Oberlin College professor Joy Karega, who was heavily criticized after The Tower revealed  in February that she had posted Facebook status claiming that Israel was behind the rise of ISIS and the 9/11 terror attacks and Charlie Hebdo terror attacks, has been put on leave and will be barred from teaching on campus while her case is reviewed, the school’s president said in a statement on Wednesday.
“I am committed to continuing and completing an equitable review process,” Oberlin president Marvin Krislov wrote in an email to students, staff, and alumni. “While the process is pending, Professor Karega is on paid leave and will not be teaching at Oberlin. Arrangements are being made to cover her teaching and advising responsibilities.”’ He concluded by saying the school “will have no other comment until the conclusion of the process,” citing the “sensitivity” of the review process.
Krislov was criticized for his initial hesitant response  to the scandal, writing at the time that “Oberlin College respects the rights of its faculty, students, staff and alumni to express their personal views.” A second statement  from Krislov distanced the school from Karega’s postings, but failed to explicitly condemn them.
Other members of Oberlin’s faculty and administration took stronger stands. In early March, Oberlin College Board of Trustees chair Clyde McGregor issued a statement  calling Karega’s postings “abhorrent.” McGregor’s stand was supported  by the American Council of Trustees and Alumni, which issued a statement saying, “Oberlin’s trustees are right….While respecting academic freedom and due process, they must oppose anti-semitism.”

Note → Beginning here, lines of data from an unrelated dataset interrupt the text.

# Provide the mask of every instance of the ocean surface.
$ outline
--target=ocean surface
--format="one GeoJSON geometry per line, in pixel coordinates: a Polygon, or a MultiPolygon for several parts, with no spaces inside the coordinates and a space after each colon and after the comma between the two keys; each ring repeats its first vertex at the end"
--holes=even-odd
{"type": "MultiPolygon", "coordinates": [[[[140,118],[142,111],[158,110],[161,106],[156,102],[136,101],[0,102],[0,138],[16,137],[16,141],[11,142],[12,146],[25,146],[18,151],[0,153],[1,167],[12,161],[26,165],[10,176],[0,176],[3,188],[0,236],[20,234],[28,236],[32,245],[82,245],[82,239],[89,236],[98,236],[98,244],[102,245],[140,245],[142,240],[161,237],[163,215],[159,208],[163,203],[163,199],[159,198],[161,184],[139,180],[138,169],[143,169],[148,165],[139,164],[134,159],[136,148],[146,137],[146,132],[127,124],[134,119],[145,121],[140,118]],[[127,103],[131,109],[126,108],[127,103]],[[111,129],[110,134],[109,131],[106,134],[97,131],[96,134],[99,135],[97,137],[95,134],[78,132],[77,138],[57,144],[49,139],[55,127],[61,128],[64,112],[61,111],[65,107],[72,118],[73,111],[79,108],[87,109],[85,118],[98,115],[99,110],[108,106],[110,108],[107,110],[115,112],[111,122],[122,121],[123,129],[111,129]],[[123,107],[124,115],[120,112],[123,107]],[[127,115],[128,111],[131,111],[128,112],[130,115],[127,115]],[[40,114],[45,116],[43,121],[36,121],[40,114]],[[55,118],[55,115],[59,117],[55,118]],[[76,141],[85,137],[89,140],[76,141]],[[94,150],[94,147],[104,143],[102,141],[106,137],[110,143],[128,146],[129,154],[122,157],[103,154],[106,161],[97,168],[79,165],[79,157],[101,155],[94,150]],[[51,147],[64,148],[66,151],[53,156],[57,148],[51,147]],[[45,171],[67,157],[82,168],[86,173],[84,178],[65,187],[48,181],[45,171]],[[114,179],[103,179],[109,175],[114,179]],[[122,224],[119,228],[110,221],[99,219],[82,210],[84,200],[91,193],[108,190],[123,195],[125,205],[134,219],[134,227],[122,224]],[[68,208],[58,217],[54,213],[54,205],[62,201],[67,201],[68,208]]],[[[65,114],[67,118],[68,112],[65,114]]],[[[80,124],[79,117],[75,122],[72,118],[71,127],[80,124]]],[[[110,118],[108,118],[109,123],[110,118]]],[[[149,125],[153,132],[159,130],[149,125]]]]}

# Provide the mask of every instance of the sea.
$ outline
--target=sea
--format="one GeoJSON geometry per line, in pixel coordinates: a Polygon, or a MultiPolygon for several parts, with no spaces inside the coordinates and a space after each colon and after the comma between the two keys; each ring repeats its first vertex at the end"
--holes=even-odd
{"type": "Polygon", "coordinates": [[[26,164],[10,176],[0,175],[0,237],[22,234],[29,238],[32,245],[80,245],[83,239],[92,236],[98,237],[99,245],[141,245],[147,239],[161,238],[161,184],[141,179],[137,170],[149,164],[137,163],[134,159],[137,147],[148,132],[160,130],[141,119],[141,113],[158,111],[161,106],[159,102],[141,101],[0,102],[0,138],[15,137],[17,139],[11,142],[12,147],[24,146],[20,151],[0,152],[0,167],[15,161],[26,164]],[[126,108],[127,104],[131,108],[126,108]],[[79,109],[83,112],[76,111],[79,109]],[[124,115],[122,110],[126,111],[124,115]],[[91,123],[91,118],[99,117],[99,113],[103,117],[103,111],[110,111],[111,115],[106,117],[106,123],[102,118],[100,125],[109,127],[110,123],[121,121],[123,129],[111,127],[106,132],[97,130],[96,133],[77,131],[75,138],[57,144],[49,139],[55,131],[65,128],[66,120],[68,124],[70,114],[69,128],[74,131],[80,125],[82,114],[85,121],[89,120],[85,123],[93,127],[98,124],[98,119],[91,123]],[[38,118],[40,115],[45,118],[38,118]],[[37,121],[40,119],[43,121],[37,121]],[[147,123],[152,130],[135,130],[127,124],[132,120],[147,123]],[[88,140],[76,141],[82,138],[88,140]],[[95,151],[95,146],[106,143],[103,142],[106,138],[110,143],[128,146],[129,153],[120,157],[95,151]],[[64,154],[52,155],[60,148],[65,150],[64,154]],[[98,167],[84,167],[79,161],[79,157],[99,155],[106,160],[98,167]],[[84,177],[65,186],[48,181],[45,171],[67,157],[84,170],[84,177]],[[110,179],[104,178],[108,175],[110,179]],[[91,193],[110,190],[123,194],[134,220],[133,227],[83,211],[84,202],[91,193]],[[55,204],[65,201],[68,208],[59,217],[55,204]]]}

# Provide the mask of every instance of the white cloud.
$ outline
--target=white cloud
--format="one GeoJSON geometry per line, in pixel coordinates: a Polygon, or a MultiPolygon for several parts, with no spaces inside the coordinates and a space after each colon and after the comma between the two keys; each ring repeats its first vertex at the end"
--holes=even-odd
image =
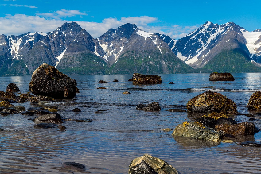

A majority of Karega’s faculty colleagues signed a letter  in April condemning her postings. “Bigotry has no place on the Oberlin campus (or anywhere),” the letter said. “It sullies the values of equality and mutual support that are embedded in our institutional DNA as the first coeducational college and the first to admit students of all races as a matter of policy. … As scholars and teachers who treasure all Oberlin has been and must continue to be, we condemn any manifestation of bigotry on our campus — especially from our faculty.”
A group called Oberlin Alums for Campus Fairness expressed concern  earlier this week that the college had not taken any further steps to address.